The main idea is using a penicillin-class antibiotic as the first-line treatment for confirmed streptococcal pharyngitis in a child with no penicillin allergy, with a regimen that targets the infection effectively while practicing good antibiotic stewardship. When a throat culture confirms Group A Streptococcus, the recommended approach is to give an oral penicillin V potassium for about 10 days. Penicillin V is narrow-spectrum, reliably eradicates GAS, and minimizes unnecessary broad-spectrum antibiotic exposure, which helps reduce resistance and preserves gut flora. The oral route is generally well tolerated in children, and the course duration has been shown to be effective in preventing rheumatic fever and reducing transmission.

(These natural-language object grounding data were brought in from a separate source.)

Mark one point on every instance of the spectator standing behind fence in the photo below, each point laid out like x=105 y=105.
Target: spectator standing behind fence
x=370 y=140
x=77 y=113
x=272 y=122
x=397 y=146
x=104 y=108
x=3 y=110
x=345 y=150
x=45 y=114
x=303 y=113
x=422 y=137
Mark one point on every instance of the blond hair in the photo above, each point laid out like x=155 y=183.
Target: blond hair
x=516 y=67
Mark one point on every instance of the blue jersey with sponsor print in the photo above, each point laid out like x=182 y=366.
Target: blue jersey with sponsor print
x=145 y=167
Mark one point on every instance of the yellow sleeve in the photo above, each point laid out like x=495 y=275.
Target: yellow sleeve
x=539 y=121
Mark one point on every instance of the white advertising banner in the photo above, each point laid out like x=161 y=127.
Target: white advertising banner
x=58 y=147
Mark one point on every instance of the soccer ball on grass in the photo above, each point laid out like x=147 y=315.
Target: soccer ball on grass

While benzathine penicillin G given as a single intramuscular dose is an option, it is less favored for outpatient pharyngitis in children due to the painful injection and the practicality of ensuring the dose, so oral penicillin V remains the preferred outpatient choice when there is no penicillin allergy. Amoxicillin is another acceptable option in many settings, but penicillin V’s narrow spectrum aligns with stewardship goals. Azithromycin would be reserved for penicillin-allergic or intolerant patients because macrolide resistance among GAS makes it a less ideal first choice.